Looking into our crystal ball is always tough, clouded with hundreds of what-ifs. But certain themes have emerged for 2013. Based on announced spending plans for E&P companies, and factoring in projections for commodity prices, it looks like the New Year will bring more of the same.

By that we mean a fairly flat U.S. rig count, and natural gas prices floating around or even below $4 per thousand cubic feet. We also expect political turmoil in Washington over the deficit—and whether the oil industry will be forced to give up some tax deductions such as those for IDCs (intangible drilling costs).

Bernstein Research is calling for North American E&P spending to decline 2% this year as the growth rate for spending has steadily slowed from 2010 through 2012 (with fourth-quarter 2012 the low point, they say, followed by a slight uptick throughout 2013). International and offshore spending growth rates will rise and remain the bright spots for the year.

“Assuming $4.25 gas, flat oil prices and lower capital raises, E&P capacity to spend will be up 10% in 2013 and actual spending should rise by 5% by 4Q13,” they say, thinking natural gas prices will inch up by then.

The analysts concede that summing up North American budgets is essentially “fruitless” though, because companies revise their drilling plans quarter by quarter based on actual cash flow.

A Tudor, Pickering, Holt & Co. report says that drilling-rig efficiencies such as pad drilling, and lower service costs, will tilt the playing field in favor of operators, allowing them to do more with less capital—always welcome if gas is below $4.

We also know this is going to be the year we fight over natural gas supply.

More than a dozen potential exporters of liquefied natural gas (LNG) have applied to export as much as 28 billion cubic feet a day. We now produce about 73 Bcf a day.

Meanwhile, U.S. manufacturers object to the prospect of exports, counting on cheaper gas feedstock to pull off their renaissance. The question becomes which path creates the most jobs and adds more to our GDP?

This month the Department of Energy will be reviewing a study on LNG exports it commissioned from NERA Economic Consulting. After analyzing 63 scenarios, NERA concluded exports would be good for the overall economy in all scenarios, but it warned that gas prices would indeed rise for end users by as much as $1 per Mcf.

The DOE also will rule later this year on who will be allowed to export LNG and in what quantities. Nothing much will happen yet to move actual molecules—that’s several years down the road.

It’s ironic—low gas prices here are a boon to the proposed manufacturing plants that use gas.
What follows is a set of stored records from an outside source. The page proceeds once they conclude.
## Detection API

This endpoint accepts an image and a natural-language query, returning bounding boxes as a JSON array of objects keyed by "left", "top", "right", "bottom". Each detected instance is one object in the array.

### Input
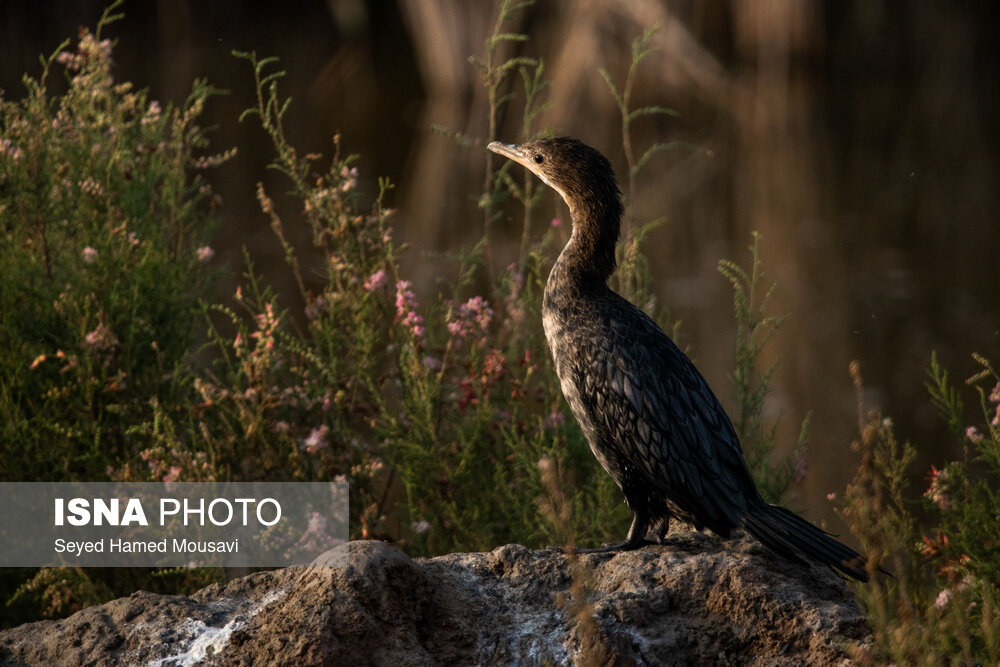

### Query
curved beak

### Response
[{"left": 486, "top": 141, "right": 534, "bottom": 171}]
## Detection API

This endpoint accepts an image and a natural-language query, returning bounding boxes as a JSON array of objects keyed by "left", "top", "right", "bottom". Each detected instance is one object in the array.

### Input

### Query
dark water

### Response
[{"left": 0, "top": 0, "right": 1000, "bottom": 532}]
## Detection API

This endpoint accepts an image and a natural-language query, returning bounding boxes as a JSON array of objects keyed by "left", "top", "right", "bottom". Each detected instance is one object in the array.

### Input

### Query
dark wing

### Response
[{"left": 585, "top": 295, "right": 761, "bottom": 535}]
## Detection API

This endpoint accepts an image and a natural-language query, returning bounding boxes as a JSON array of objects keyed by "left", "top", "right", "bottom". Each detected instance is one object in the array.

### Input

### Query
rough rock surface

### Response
[{"left": 0, "top": 532, "right": 869, "bottom": 667}]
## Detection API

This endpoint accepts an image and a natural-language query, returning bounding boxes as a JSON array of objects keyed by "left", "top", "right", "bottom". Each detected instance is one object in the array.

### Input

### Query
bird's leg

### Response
[
  {"left": 549, "top": 512, "right": 666, "bottom": 554},
  {"left": 652, "top": 516, "right": 670, "bottom": 544}
]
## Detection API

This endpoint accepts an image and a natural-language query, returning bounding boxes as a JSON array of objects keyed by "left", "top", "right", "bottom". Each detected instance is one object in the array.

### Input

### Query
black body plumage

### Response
[{"left": 489, "top": 137, "right": 868, "bottom": 581}]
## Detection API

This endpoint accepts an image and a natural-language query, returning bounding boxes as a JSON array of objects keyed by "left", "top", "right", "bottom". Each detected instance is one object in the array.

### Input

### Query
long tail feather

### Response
[{"left": 743, "top": 505, "right": 884, "bottom": 581}]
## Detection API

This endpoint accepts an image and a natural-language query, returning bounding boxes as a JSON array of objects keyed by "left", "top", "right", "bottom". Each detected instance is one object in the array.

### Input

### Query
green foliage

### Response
[
  {"left": 718, "top": 232, "right": 809, "bottom": 503},
  {"left": 843, "top": 355, "right": 1000, "bottom": 664},
  {"left": 600, "top": 25, "right": 684, "bottom": 209},
  {"left": 0, "top": 2, "right": 231, "bottom": 480}
]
Those same low prices encourage producers to drill for oil instead (eventually threatening supply) or, to export the stuff abroad where gas commands two to three times as much.

“Industry has announced over 100 capital investments representing over $90 billion in spending and millions of new jobs, predicated on abundant and affordable natural gas…,” said Dow Chemical Co. chairman and chief executive officer Andrew N. Liveris at press time. Dow has announced some $4 billion of new chemical plants to take advantage of low-priced gas.
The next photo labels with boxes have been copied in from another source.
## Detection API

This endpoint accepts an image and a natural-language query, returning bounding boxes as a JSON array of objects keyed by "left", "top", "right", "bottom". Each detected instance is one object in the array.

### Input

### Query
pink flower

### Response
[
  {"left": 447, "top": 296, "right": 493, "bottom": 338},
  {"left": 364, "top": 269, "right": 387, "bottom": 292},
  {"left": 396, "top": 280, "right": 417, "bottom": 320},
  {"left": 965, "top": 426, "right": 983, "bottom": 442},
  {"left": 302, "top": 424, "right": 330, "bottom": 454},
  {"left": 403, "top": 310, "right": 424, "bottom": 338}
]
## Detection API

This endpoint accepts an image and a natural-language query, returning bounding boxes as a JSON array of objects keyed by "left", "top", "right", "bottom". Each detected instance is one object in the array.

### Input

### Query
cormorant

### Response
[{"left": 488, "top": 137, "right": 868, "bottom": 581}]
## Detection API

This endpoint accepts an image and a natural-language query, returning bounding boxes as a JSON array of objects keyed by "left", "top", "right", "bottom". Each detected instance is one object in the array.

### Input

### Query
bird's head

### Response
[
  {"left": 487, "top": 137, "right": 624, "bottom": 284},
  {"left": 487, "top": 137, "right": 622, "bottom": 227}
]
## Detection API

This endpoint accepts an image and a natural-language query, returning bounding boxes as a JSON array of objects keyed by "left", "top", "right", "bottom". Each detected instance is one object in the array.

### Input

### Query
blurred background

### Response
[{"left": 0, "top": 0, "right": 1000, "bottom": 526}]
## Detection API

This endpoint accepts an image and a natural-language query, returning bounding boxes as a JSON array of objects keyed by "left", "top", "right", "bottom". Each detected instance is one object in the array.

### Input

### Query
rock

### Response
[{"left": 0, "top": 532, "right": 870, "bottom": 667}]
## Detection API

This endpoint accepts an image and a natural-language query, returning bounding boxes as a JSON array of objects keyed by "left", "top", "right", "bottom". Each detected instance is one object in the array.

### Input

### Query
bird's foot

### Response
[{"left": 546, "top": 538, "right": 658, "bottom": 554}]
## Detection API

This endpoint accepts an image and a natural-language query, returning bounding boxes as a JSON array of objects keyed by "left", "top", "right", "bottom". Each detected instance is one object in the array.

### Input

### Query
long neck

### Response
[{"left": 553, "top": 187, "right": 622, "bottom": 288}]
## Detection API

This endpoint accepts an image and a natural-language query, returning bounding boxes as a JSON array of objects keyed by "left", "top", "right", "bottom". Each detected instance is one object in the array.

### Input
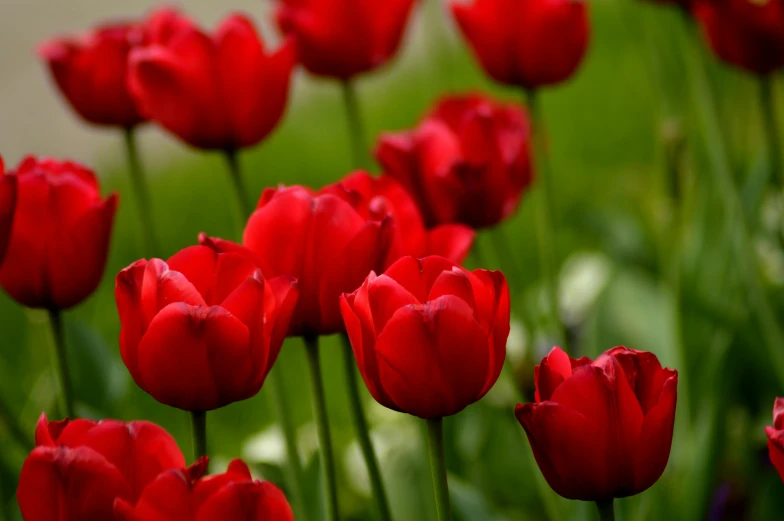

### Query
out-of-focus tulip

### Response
[
  {"left": 38, "top": 23, "right": 144, "bottom": 128},
  {"left": 129, "top": 10, "right": 295, "bottom": 151},
  {"left": 277, "top": 0, "right": 414, "bottom": 80},
  {"left": 376, "top": 95, "right": 533, "bottom": 228},
  {"left": 515, "top": 347, "right": 678, "bottom": 501},
  {"left": 200, "top": 186, "right": 390, "bottom": 336},
  {"left": 693, "top": 0, "right": 784, "bottom": 75},
  {"left": 0, "top": 157, "right": 117, "bottom": 310},
  {"left": 452, "top": 0, "right": 590, "bottom": 89},
  {"left": 115, "top": 246, "right": 297, "bottom": 411},
  {"left": 340, "top": 257, "right": 509, "bottom": 419},
  {"left": 115, "top": 458, "right": 294, "bottom": 521},
  {"left": 321, "top": 171, "right": 475, "bottom": 272},
  {"left": 16, "top": 414, "right": 185, "bottom": 521},
  {"left": 765, "top": 398, "right": 784, "bottom": 481}
]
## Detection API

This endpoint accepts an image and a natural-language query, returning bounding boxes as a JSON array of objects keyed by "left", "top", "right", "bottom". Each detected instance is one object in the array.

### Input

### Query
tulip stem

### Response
[
  {"left": 340, "top": 334, "right": 392, "bottom": 521},
  {"left": 527, "top": 90, "right": 569, "bottom": 353},
  {"left": 427, "top": 418, "right": 452, "bottom": 521},
  {"left": 342, "top": 80, "right": 365, "bottom": 168},
  {"left": 304, "top": 336, "right": 340, "bottom": 521},
  {"left": 596, "top": 499, "right": 615, "bottom": 521},
  {"left": 124, "top": 127, "right": 162, "bottom": 257},
  {"left": 191, "top": 411, "right": 207, "bottom": 461},
  {"left": 49, "top": 309, "right": 74, "bottom": 418}
]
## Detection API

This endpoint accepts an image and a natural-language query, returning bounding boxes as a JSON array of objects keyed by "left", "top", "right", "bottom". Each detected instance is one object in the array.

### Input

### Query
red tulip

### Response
[
  {"left": 693, "top": 0, "right": 784, "bottom": 75},
  {"left": 515, "top": 347, "right": 678, "bottom": 501},
  {"left": 452, "top": 0, "right": 590, "bottom": 89},
  {"left": 16, "top": 414, "right": 185, "bottom": 521},
  {"left": 115, "top": 246, "right": 297, "bottom": 411},
  {"left": 129, "top": 10, "right": 295, "bottom": 151},
  {"left": 201, "top": 186, "right": 390, "bottom": 336},
  {"left": 38, "top": 23, "right": 144, "bottom": 128},
  {"left": 115, "top": 458, "right": 294, "bottom": 521},
  {"left": 376, "top": 95, "right": 533, "bottom": 228},
  {"left": 0, "top": 157, "right": 117, "bottom": 309},
  {"left": 340, "top": 257, "right": 509, "bottom": 419},
  {"left": 277, "top": 0, "right": 414, "bottom": 80},
  {"left": 321, "top": 171, "right": 475, "bottom": 272},
  {"left": 765, "top": 398, "right": 784, "bottom": 481}
]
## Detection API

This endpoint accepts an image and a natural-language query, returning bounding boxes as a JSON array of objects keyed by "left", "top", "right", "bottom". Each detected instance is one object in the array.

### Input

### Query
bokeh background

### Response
[{"left": 0, "top": 0, "right": 784, "bottom": 521}]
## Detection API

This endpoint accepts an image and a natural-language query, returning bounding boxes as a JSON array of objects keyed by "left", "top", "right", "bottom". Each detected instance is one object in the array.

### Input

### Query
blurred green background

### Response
[{"left": 0, "top": 0, "right": 784, "bottom": 521}]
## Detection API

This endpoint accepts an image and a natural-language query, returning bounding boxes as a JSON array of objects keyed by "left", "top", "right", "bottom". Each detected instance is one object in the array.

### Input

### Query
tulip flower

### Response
[
  {"left": 376, "top": 95, "right": 533, "bottom": 228},
  {"left": 515, "top": 347, "right": 678, "bottom": 508},
  {"left": 16, "top": 414, "right": 185, "bottom": 521},
  {"left": 765, "top": 398, "right": 784, "bottom": 481},
  {"left": 321, "top": 171, "right": 475, "bottom": 272},
  {"left": 115, "top": 458, "right": 294, "bottom": 521}
]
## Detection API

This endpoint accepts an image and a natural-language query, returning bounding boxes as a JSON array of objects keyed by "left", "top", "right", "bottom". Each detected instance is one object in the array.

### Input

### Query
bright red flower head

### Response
[
  {"left": 115, "top": 246, "right": 297, "bottom": 411},
  {"left": 277, "top": 0, "right": 414, "bottom": 80},
  {"left": 515, "top": 347, "right": 678, "bottom": 501},
  {"left": 0, "top": 157, "right": 117, "bottom": 309},
  {"left": 38, "top": 23, "right": 145, "bottom": 128},
  {"left": 693, "top": 0, "right": 784, "bottom": 75},
  {"left": 452, "top": 0, "right": 590, "bottom": 89},
  {"left": 129, "top": 10, "right": 295, "bottom": 150},
  {"left": 16, "top": 414, "right": 185, "bottom": 521},
  {"left": 765, "top": 398, "right": 784, "bottom": 481},
  {"left": 376, "top": 95, "right": 533, "bottom": 228},
  {"left": 340, "top": 257, "right": 510, "bottom": 418},
  {"left": 321, "top": 171, "right": 475, "bottom": 272},
  {"left": 115, "top": 458, "right": 294, "bottom": 521}
]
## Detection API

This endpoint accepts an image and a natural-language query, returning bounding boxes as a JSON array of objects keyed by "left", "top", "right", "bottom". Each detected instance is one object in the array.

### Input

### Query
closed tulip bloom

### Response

Liveris and other manufacturers slammed NERA’s report. He said it was flawed, misleading and failed to take into account the surge in manufacturing that U.S. natural gas could support. Exporting LNG creates jobs, but creating jobs on the factory floor ripples through the economy with far more impact.

Another theme for 2013 is that gas production will continue to climb as more wells are hooked up, with the decline in production from a lower gas rig count just now starting to be recorded in the Haynesville.
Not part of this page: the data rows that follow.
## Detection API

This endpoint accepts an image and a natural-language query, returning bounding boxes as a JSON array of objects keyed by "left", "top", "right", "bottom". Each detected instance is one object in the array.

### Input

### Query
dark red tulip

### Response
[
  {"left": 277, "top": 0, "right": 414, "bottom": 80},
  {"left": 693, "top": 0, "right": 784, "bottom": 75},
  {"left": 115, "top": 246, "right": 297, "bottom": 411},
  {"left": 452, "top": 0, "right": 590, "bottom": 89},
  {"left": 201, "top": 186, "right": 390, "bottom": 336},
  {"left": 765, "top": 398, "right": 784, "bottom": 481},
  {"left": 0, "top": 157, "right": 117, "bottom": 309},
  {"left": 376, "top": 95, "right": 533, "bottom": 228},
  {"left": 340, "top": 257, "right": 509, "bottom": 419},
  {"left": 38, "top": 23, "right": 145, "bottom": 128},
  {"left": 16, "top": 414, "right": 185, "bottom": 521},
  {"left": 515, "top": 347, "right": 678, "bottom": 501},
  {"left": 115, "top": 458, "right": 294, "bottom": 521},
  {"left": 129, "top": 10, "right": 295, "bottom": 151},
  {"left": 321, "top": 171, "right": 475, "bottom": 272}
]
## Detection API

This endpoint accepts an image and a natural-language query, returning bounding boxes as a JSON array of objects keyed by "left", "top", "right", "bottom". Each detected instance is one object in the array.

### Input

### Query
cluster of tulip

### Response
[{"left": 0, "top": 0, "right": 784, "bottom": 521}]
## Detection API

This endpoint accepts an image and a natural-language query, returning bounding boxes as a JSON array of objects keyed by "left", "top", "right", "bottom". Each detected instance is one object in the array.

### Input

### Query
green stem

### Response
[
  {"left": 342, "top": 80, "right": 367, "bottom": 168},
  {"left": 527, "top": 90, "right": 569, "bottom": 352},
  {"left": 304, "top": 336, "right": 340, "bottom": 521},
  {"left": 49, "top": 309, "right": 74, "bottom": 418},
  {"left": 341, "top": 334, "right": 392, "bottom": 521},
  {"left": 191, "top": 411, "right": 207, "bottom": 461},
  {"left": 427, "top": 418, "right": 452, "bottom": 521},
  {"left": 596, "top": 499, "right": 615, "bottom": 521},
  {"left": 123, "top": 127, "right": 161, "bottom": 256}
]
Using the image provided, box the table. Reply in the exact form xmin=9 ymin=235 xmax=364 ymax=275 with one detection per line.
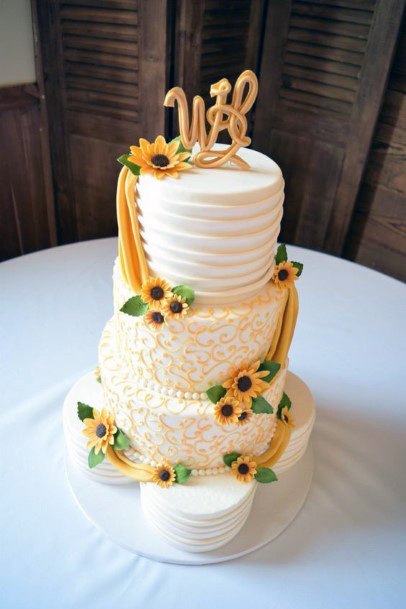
xmin=0 ymin=239 xmax=406 ymax=609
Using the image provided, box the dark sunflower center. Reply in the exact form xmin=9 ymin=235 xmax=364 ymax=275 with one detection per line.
xmin=151 ymin=311 xmax=164 ymax=324
xmin=238 ymin=463 xmax=250 ymax=476
xmin=237 ymin=376 xmax=252 ymax=391
xmin=151 ymin=285 xmax=164 ymax=300
xmin=159 ymin=469 xmax=171 ymax=482
xmin=169 ymin=300 xmax=183 ymax=313
xmin=96 ymin=423 xmax=107 ymax=438
xmin=221 ymin=404 xmax=234 ymax=417
xmin=151 ymin=154 xmax=169 ymax=167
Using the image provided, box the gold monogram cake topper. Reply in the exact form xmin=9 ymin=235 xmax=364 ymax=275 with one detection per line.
xmin=164 ymin=70 xmax=258 ymax=169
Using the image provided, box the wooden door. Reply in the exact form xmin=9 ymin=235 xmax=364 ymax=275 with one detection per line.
xmin=173 ymin=0 xmax=267 ymax=139
xmin=37 ymin=0 xmax=168 ymax=243
xmin=253 ymin=0 xmax=403 ymax=254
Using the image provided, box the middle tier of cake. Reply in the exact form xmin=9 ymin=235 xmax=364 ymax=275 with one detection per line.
xmin=112 ymin=261 xmax=288 ymax=392
xmin=99 ymin=319 xmax=286 ymax=473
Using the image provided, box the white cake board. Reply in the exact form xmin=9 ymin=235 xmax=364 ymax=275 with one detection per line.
xmin=66 ymin=436 xmax=313 ymax=565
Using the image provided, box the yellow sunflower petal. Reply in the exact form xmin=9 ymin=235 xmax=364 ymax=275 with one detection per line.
xmin=128 ymin=148 xmax=144 ymax=165
xmin=177 ymin=152 xmax=190 ymax=161
xmin=167 ymin=142 xmax=179 ymax=157
xmin=140 ymin=137 xmax=151 ymax=156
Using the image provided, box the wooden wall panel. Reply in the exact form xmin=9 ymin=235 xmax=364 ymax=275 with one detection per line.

A recent Barclays’ analyst report says, “…strong growth of associated gas, debottlenecking, and the backlog of drilled-but-uncompleted wells that carried Lower 48 dry-gas output higher in 2012 will continue to do so in 2013.” The report indicates coal displacement should be about the same this year as in 2012. “This makes room for gas prices to recover from this year’s levels, but only modestly. We expect natural gas prices to average $3.70 per MMBtu in 2013.”

In September, Lower 48 production rose to 73.1 Bcf day, largely thanks to the Marcellus reaching 8.5 Bcf a day as more wells get hooked up to new gathering lines and more compression is installed.

Standard & Poor’s also sees gas below $4 per thousand in 2013, unless something in the supply-demand balance changes dramatically. The Energy Information Administration at press time said the U.S. becomes a net exporter earlier than it estimated a year ago. “Because quickly rising natural gas production outpaces domestic consumption, the U.S. will become a net exporter of liquefied natural gas in 2016 and a net exporter of total natural gas (including via pipelines) in 2020,” according to the EIA’s Annual Energy Outlook 2013, released in early December.